Hi Welcome to the upside down world of Endo,I often felt murderess to collegues,then other times felt like hugging them.Have they started you on hormones,its the early days and they dont always get it right first time,I found taking B6 as well helped me.Love the red shoes,there is a naughty rhyme about Red Shoes but I wont't repeat it.Crystalgirl
Hi, i feel exactly the same. I have just finished a six month course of decapeptyl injections, which were just starting to help with my pain. I had my last one nearly 4 weeks ago and feel so grumpy. I am irritated with the world right now.
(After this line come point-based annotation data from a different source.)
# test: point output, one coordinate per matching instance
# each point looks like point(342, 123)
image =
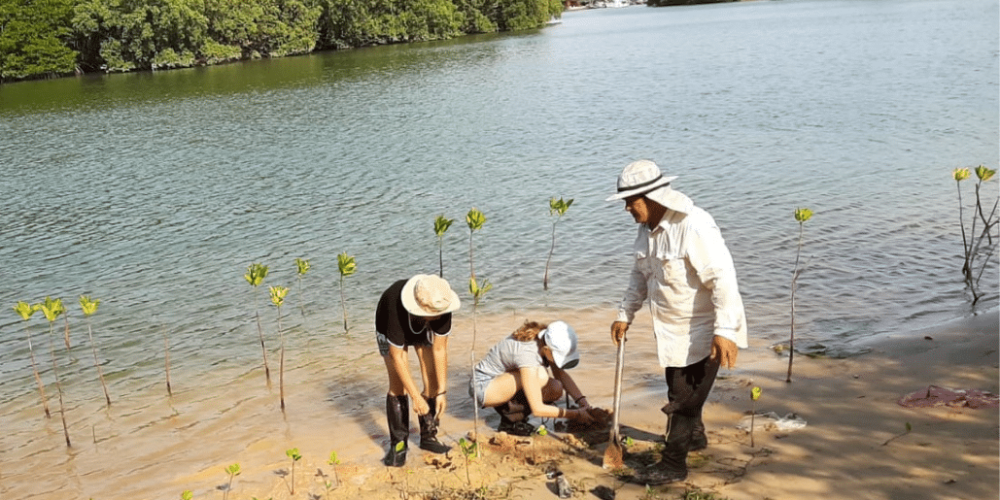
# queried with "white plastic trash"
point(770, 421)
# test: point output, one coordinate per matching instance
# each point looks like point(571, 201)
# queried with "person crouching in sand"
point(514, 378)
point(415, 312)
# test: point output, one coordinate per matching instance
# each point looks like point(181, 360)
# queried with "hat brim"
point(663, 181)
point(410, 301)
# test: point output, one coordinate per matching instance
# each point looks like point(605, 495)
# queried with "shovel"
point(613, 455)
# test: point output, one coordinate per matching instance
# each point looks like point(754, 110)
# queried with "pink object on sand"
point(935, 396)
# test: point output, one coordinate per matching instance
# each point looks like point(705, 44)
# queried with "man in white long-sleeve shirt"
point(683, 267)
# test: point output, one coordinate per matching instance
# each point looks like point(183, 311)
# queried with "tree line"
point(47, 38)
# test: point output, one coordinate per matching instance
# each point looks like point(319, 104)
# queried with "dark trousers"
point(687, 391)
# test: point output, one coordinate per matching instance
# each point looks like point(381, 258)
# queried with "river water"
point(155, 191)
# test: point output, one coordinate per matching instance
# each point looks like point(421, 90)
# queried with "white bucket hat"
point(643, 177)
point(561, 338)
point(429, 295)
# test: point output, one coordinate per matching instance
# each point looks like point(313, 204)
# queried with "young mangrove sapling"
point(25, 310)
point(255, 276)
point(295, 456)
point(478, 290)
point(347, 267)
point(302, 267)
point(52, 309)
point(475, 220)
point(89, 306)
point(972, 244)
point(233, 471)
point(754, 396)
point(801, 215)
point(278, 298)
point(441, 225)
point(557, 208)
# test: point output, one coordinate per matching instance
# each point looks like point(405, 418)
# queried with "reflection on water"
point(155, 191)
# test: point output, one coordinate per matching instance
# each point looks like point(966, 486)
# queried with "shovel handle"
point(619, 369)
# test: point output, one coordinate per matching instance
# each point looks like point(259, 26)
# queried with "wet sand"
point(150, 446)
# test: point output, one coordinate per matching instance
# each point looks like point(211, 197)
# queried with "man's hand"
point(618, 329)
point(420, 404)
point(583, 416)
point(724, 351)
point(442, 404)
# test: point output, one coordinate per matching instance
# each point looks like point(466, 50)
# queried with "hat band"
point(640, 186)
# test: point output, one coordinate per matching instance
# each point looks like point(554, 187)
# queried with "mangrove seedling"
point(347, 267)
point(89, 306)
point(469, 449)
point(278, 294)
point(255, 276)
point(972, 244)
point(52, 309)
point(232, 471)
point(301, 267)
point(801, 216)
point(478, 290)
point(333, 461)
point(441, 225)
point(295, 456)
point(557, 208)
point(754, 396)
point(475, 220)
point(25, 310)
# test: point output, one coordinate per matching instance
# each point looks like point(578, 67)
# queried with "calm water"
point(154, 192)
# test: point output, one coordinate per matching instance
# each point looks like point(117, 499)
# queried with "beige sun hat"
point(561, 338)
point(643, 177)
point(429, 295)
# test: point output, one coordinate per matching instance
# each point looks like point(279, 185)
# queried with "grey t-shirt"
point(507, 355)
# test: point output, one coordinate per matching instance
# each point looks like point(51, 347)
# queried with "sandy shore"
point(849, 407)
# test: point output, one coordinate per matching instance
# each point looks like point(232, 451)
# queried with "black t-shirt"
point(401, 328)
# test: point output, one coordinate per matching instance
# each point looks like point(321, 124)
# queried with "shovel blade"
point(613, 458)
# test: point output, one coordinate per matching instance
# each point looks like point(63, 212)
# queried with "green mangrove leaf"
point(984, 173)
point(278, 294)
point(802, 214)
point(255, 274)
point(475, 219)
point(302, 265)
point(25, 310)
point(559, 207)
point(346, 264)
point(88, 305)
point(52, 308)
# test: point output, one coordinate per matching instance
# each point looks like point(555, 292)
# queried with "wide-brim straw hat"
point(561, 338)
point(643, 177)
point(429, 295)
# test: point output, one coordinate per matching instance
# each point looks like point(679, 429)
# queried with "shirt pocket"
point(671, 268)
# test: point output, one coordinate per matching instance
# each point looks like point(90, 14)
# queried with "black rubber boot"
point(428, 430)
point(699, 441)
point(514, 416)
point(397, 410)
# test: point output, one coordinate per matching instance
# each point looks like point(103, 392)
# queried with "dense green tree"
point(57, 37)
point(34, 39)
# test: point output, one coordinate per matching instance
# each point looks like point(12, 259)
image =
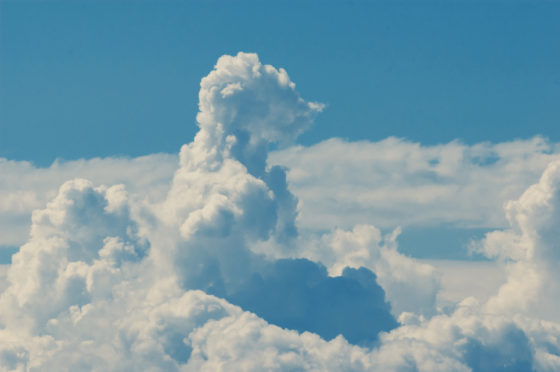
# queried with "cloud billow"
point(212, 273)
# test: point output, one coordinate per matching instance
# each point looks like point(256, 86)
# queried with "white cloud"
point(395, 182)
point(24, 187)
point(113, 280)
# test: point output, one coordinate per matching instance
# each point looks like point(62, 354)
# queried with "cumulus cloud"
point(211, 273)
point(395, 182)
point(24, 187)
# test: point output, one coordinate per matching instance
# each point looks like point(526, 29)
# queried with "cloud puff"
point(395, 182)
point(213, 274)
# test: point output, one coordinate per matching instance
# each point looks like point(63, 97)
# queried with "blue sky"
point(150, 220)
point(431, 71)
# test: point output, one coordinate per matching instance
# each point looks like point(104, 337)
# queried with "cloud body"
point(209, 268)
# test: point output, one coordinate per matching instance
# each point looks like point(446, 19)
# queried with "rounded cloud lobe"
point(217, 277)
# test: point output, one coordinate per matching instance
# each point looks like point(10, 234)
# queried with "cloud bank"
point(209, 268)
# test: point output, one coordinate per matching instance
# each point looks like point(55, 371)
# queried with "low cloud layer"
point(210, 268)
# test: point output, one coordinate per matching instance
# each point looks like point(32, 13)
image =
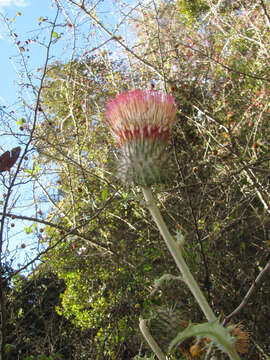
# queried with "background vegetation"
point(92, 252)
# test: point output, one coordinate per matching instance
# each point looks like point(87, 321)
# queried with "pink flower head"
point(141, 114)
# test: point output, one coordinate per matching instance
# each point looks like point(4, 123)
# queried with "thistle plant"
point(141, 122)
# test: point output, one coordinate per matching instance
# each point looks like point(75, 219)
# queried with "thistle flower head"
point(141, 123)
point(141, 114)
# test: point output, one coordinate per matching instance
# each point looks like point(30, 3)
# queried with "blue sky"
point(24, 26)
point(24, 19)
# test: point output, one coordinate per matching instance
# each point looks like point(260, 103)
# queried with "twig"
point(248, 294)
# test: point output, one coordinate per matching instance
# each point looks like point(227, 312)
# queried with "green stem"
point(182, 266)
point(176, 254)
point(151, 341)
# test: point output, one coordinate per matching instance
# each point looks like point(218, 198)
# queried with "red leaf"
point(8, 159)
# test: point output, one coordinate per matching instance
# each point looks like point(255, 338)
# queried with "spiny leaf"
point(219, 335)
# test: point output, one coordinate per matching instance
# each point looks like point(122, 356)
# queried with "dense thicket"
point(214, 58)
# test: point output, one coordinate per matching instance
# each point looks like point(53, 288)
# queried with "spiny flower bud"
point(141, 123)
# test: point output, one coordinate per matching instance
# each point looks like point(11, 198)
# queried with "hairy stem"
point(178, 258)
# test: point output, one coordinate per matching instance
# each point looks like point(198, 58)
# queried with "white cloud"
point(18, 3)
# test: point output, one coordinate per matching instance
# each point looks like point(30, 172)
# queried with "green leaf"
point(104, 194)
point(219, 335)
point(28, 230)
point(21, 121)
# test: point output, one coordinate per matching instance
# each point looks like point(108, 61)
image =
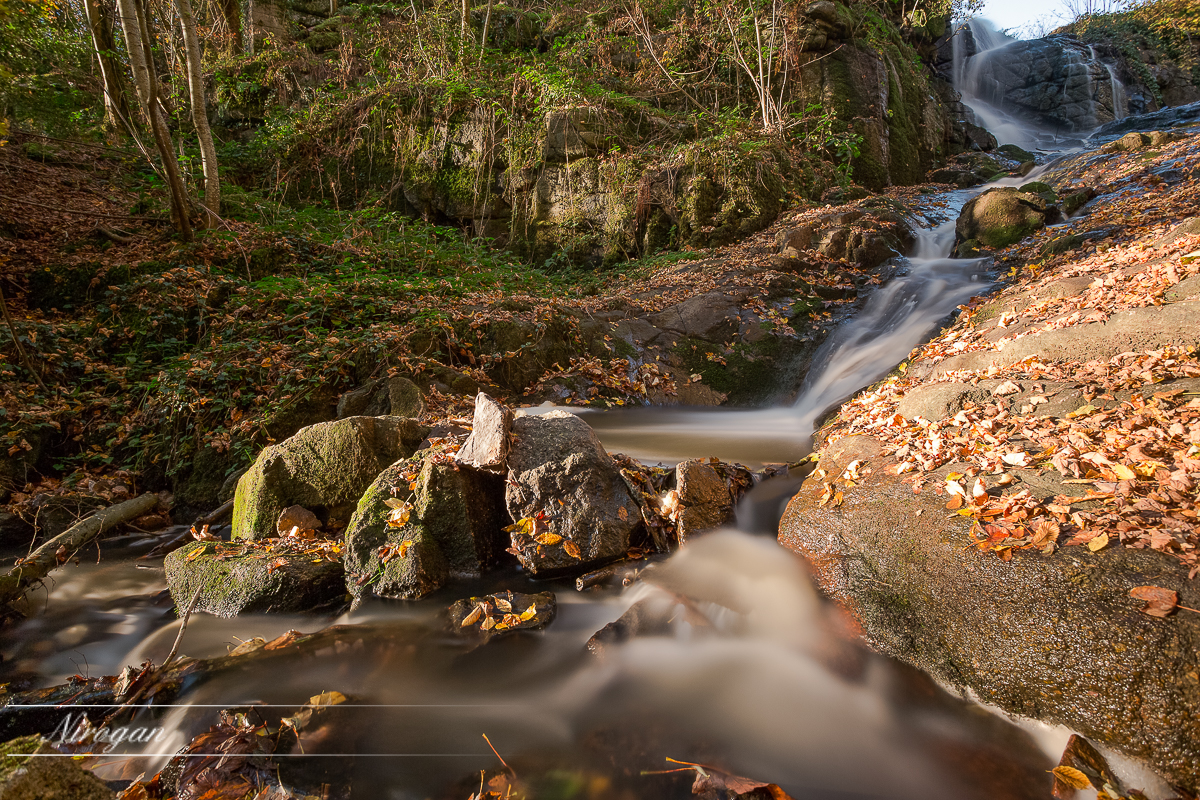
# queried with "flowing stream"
point(757, 673)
I'm sorry this doesn't help you, but i am in the same boat as you.xxx
Thank you to everyone who replied Im on no medication as ttc other than dihydracodine for pain Im not entirely sure if its just early days pressure and frustration and exhaustion as i struggled to eat or sleep so far this week but i definitely feel my hormones running wild when i stop and take notice gotta try and not give myself anymore to feel bad or guilty about just can't seem to get a grip wish i didn't turn into the devil out of nowhere xx
I had a big op in march to have fibroids and an ovary and cyst removed...I had 4 weeks respite after op and since have been in constant pain with hormonal turmoil to the point of nearly breaking up with my BF. I have to wait till my notes reach my hospital so they can check if I still have the mirena coil...but I feel it causes more hormonal dysfunction...I want answers and I aint gonna give up badgering my GP and the consultant for answers. hope u get to the bottom of urs...X
Yes it's soooo normal. I feel tired emotional and snappy for about 2 weeks out of the month every month. Sometimes I cannot go to work as if anyone speaks to me I will just burst into trears. I wasnt always like that I am quite a sturdy person. I was very hormonal after my first lap surgery, my periods were all over the place and so was my mood! Hopefully after a few months your hormones should settle down a bit x
Me too, infact it was the one symptom that made me think (years ago, even before i noticed any pain) that something wasn't right with me. Having mood swings is an understatement really for me, because i can get so sad and very angry and frustrated , and I have had this since i can remember. Sometimes I cant be around people because I know Im that close to snapping at something stupid, or crying for that matter, its just not worth putting myself in that situation. Its defiantly hormonal because the other weeks I am like a different person who can cope with anything. Not sure if anyone agrees but this side of the illness is just as bad if not worse sometimes as any pain or bleeding.
Yes I get very very emotional and always feel like it is just me and I am horrible, I find it so hard to control hormones and emotions and I am glad it is not just me. I am only on Naproxen for my pain and Amitriptyline for my bladder issues otherwise it makes me think why am I so hormonal easily?